The core of the plot is an allegory about the way in which Black South Africans overcame decades of White subjugation to take over the country and begin a process of truth and reconciliation.

The story-telling is accompanied by a singer/drummer Joe Legwabe, who provides excessive volume but also a sense of the African location, which the dull set never manages.

Pauline Moran plays Mrs Joubert, an unbelievably weak woman who is broken up by the imminent death of the husband whom she has looked up to since she was 13. She is highly strung and suffers from selective memory loss but receives cheerful support from the maid, Beauty.

At the same time we get glimpses of a boy, tortured and killed by the police some years before and hear of the arrival of the local Xhosa community seeking an ancestral grave in the Joubert's back garden.

Kay Adshead puts these elements together by showing us that Mr Joubert was a policeman who cruelly tortured children. While his wife was not only aware of his murderous behaviour but on one occasion witnessed it, inexplicably, she unprotestingly remained with him for 37 more years. She also moved to the site of his enormities and chose to live with him there.

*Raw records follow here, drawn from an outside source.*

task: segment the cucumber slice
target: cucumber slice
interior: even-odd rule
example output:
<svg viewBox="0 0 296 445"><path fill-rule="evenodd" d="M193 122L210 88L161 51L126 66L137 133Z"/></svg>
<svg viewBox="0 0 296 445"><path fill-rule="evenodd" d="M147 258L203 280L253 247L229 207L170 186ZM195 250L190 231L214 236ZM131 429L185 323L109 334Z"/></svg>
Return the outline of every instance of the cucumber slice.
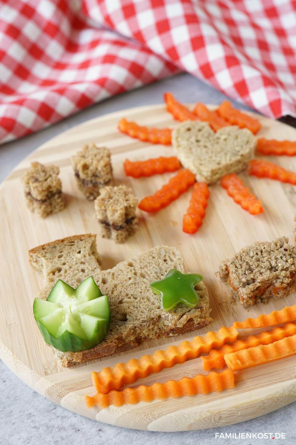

Ultimately, despite exorcisms and propitiation of the dead, Bones is about the inhumanity of one community in South Africa to its neighbours and also their reaction as the horrors are revealed and they must choose between forgiveness and revenge.

This story could have been really meaningful and punchy but a lacklustre production, despite the enthusiasm of Sarah Niles as Beauty, loses its focus far too often.